School-Lunch Iron Fortification Reduces Anemia
The study found that the school-based distribution of iron through the MDM program was effective in reducing anemia among schoolchildren in Bihar. Hemoglobin levels increased by 0.185 grams per deciliter (g/dL), or by 1.6 percent among children who consumed one fortified meal a day throughout the school year. The increase in hemoglobin levels led to a reduction in anemia prevalence by 22 percent.
The study also shows that the treatment intensity matters for the pace of anemia reduction; children who attended school more often benefitted more from fortified meals. The increase in hemoglobin levels was 0.22 g/dL for children whose attendance rate was 70 to 80 percent, while children whose attendance rate was more than 90 percent witnessed a greater increase in hemoglobin, by 0.39 g/dL (see figure).
Prior research has shown that improvement due to a reduction in micronutrient deficiencies positively affects cognitive abilities. Surprisingly, our trial did not find any significant impact on the cognitive scores of children.
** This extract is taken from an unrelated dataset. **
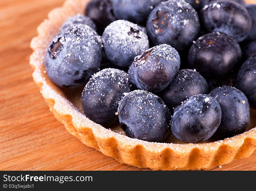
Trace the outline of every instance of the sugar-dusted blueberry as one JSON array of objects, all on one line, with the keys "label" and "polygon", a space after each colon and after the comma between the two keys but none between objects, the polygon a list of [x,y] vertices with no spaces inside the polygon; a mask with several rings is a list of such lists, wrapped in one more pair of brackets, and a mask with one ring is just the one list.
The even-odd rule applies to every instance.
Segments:
[{"label": "sugar-dusted blueberry", "polygon": [[118,119],[118,103],[124,94],[131,90],[128,75],[117,69],[107,68],[98,72],[90,79],[83,91],[83,110],[95,123],[108,126]]},{"label": "sugar-dusted blueberry", "polygon": [[119,19],[144,24],[155,6],[165,0],[114,0],[114,13]]},{"label": "sugar-dusted blueberry", "polygon": [[90,0],[85,8],[85,15],[91,18],[102,34],[104,29],[117,19],[113,13],[113,0]]},{"label": "sugar-dusted blueberry", "polygon": [[206,31],[225,33],[239,42],[245,39],[252,27],[252,19],[246,9],[230,1],[211,1],[202,9],[200,17]]},{"label": "sugar-dusted blueberry", "polygon": [[156,6],[148,17],[146,27],[154,45],[167,44],[179,51],[190,46],[200,28],[197,13],[183,0],[169,0]]},{"label": "sugar-dusted blueberry", "polygon": [[208,95],[198,94],[175,109],[172,132],[183,142],[201,142],[212,136],[221,119],[221,109],[216,100]]},{"label": "sugar-dusted blueberry", "polygon": [[49,78],[63,88],[84,85],[99,68],[102,47],[100,37],[91,27],[72,25],[48,47],[45,65]]},{"label": "sugar-dusted blueberry", "polygon": [[162,142],[170,131],[171,115],[158,96],[144,90],[126,95],[118,108],[120,126],[131,138]]},{"label": "sugar-dusted blueberry", "polygon": [[256,39],[256,4],[247,5],[245,6],[252,18],[252,28],[249,32],[246,40]]},{"label": "sugar-dusted blueberry", "polygon": [[171,81],[180,65],[177,51],[170,45],[160,44],[135,58],[129,69],[129,78],[139,89],[159,92]]},{"label": "sugar-dusted blueberry", "polygon": [[147,36],[142,27],[129,21],[114,21],[102,37],[106,56],[113,64],[129,67],[136,56],[149,48]]},{"label": "sugar-dusted blueberry", "polygon": [[77,14],[67,19],[61,27],[60,30],[61,31],[67,29],[73,24],[84,24],[88,25],[95,31],[97,30],[96,25],[93,20],[89,17],[81,14]]},{"label": "sugar-dusted blueberry", "polygon": [[208,93],[208,84],[201,74],[193,70],[179,70],[160,97],[170,108],[184,99],[197,94]]},{"label": "sugar-dusted blueberry", "polygon": [[[205,1],[207,1],[208,0],[207,0]],[[215,0],[210,0],[210,1],[215,1]],[[229,1],[234,1],[234,2],[235,2],[236,3],[239,3],[239,4],[240,4],[242,5],[243,6],[245,6],[246,3],[245,3],[245,1],[244,1],[244,0],[228,0]]]},{"label": "sugar-dusted blueberry", "polygon": [[210,0],[185,0],[193,7],[195,10],[199,12],[204,6],[210,1]]},{"label": "sugar-dusted blueberry", "polygon": [[221,76],[238,63],[242,51],[237,41],[224,33],[214,32],[200,37],[189,52],[190,67],[202,74]]},{"label": "sugar-dusted blueberry", "polygon": [[256,55],[242,65],[236,83],[237,87],[247,97],[251,107],[256,109]]},{"label": "sugar-dusted blueberry", "polygon": [[250,122],[250,107],[244,94],[235,88],[224,86],[214,89],[210,95],[220,104],[222,113],[214,136],[220,140],[244,132]]},{"label": "sugar-dusted blueberry", "polygon": [[245,60],[256,55],[256,40],[244,42],[241,47],[243,57]]}]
The most plausible reason for the zero impact on cognition despite the reduction in anemia is that the study was designed to detect anemia outcomes but had a limited sample size to detect a significant effect on cognitive scores. The other possibility could be that a low dosage of iron only in one meal per day was not enough to change the cognitive development of children. Another interesting finding is that the trial brings greater benefits to girls compared to boys.
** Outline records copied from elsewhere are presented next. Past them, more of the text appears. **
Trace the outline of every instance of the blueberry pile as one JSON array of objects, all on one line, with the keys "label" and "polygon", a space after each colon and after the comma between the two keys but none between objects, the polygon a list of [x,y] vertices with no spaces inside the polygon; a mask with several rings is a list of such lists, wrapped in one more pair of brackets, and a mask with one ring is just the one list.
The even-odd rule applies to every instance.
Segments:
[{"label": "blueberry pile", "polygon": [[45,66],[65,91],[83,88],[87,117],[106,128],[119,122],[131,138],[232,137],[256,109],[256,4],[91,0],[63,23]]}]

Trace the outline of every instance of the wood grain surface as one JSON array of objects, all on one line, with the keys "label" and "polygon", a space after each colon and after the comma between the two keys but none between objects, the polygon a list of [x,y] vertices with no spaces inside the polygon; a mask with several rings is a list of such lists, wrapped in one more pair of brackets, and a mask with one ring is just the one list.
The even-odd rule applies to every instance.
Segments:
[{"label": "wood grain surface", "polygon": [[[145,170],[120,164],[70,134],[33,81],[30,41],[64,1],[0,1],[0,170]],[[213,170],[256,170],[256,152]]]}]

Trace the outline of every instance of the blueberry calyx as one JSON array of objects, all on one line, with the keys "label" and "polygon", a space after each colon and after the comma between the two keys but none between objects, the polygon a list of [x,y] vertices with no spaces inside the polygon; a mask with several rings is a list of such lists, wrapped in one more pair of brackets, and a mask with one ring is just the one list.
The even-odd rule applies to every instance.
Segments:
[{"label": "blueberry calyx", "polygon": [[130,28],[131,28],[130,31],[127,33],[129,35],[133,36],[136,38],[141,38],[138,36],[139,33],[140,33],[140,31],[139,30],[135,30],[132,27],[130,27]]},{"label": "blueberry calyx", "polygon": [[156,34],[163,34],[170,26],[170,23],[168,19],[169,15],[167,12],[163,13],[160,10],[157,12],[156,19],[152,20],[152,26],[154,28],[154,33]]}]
A school-based supply of micronutrients is a low-cost and effective strategy to tackle malnutrition among children
Despite significant improvements in the standard of life and economic prosperity in India over the past decade, iron-deficient anemia remains a widespread problem, especially in some states and regions. The state of Bihar, for example, is poorly equipped to establish an effective distribution system to deliver fortified food products at scale and at low cost, or to ensure high uptake of fortified products by households.
While potential delivery channels in India include "market institutions" such as retail shops or "non-market institutions," including hospitals, schools, and government offices, our study shows that school-based distribution of iron through school lunch programs could be an effective delivery channel in reducing iron deficiency among school children. The existing network of public schools can be effectively used to implement health programs that tackle malnutrition among children.
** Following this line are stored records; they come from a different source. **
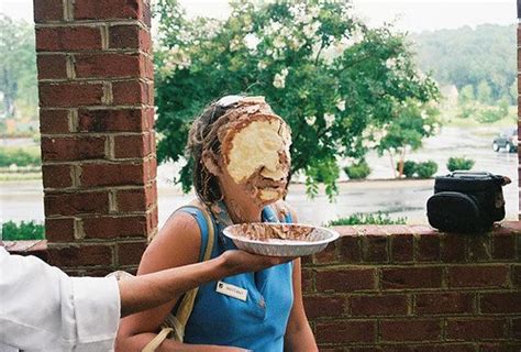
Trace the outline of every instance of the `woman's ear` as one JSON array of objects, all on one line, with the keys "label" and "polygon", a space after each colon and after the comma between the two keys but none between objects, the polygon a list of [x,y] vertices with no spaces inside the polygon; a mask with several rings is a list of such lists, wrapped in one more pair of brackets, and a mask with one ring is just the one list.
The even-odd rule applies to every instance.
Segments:
[{"label": "woman's ear", "polygon": [[215,157],[215,154],[211,151],[202,152],[202,163],[204,167],[214,176],[221,175],[221,167],[219,166],[219,162]]}]

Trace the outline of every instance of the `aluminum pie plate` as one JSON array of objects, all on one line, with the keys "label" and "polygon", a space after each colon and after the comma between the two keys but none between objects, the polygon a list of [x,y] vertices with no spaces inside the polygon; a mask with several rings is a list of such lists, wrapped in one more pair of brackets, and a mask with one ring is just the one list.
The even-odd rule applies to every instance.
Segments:
[{"label": "aluminum pie plate", "polygon": [[[276,229],[284,229],[287,239],[264,238],[252,239],[243,232],[245,226],[275,227]],[[289,239],[292,233],[306,233],[298,239]],[[269,256],[302,256],[310,255],[323,251],[328,244],[339,238],[336,231],[313,227],[300,223],[273,223],[273,222],[255,222],[250,224],[233,224],[223,230],[223,234],[231,239],[233,243],[246,252],[269,255]]]}]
Globally, about 380 million schoolchildren are served school lunches daily and if these school lunches are fortified with iron and other micronutrients, the high rate of micronutrient deficiencies—including iron deficiency—could be reduced significantly in low- and middle-income countries (LMICs).
In 2018, the government of India launched Anemia Mukt Bharat (AMB), or Anemia Free India Campaign, to reduce anemia prevalence among vulnerable groups. The AMB program includes the Weekly Iron and Folic Acid Supplementation Program that administers 100 milligrams (mg) of elemental iron and 500 micrograms (ug) of folic acid to school age girls and boys in grades 6-12 enrolled in public schools. These programs are likely to accelerate anemia reduction among women, adolescents, and children.
Policymakers in India and other LMICs need to recognize that a school-based supply of micronutrients is a low-cost, less burdensome, and effective strategy for tackling malnutrition among children.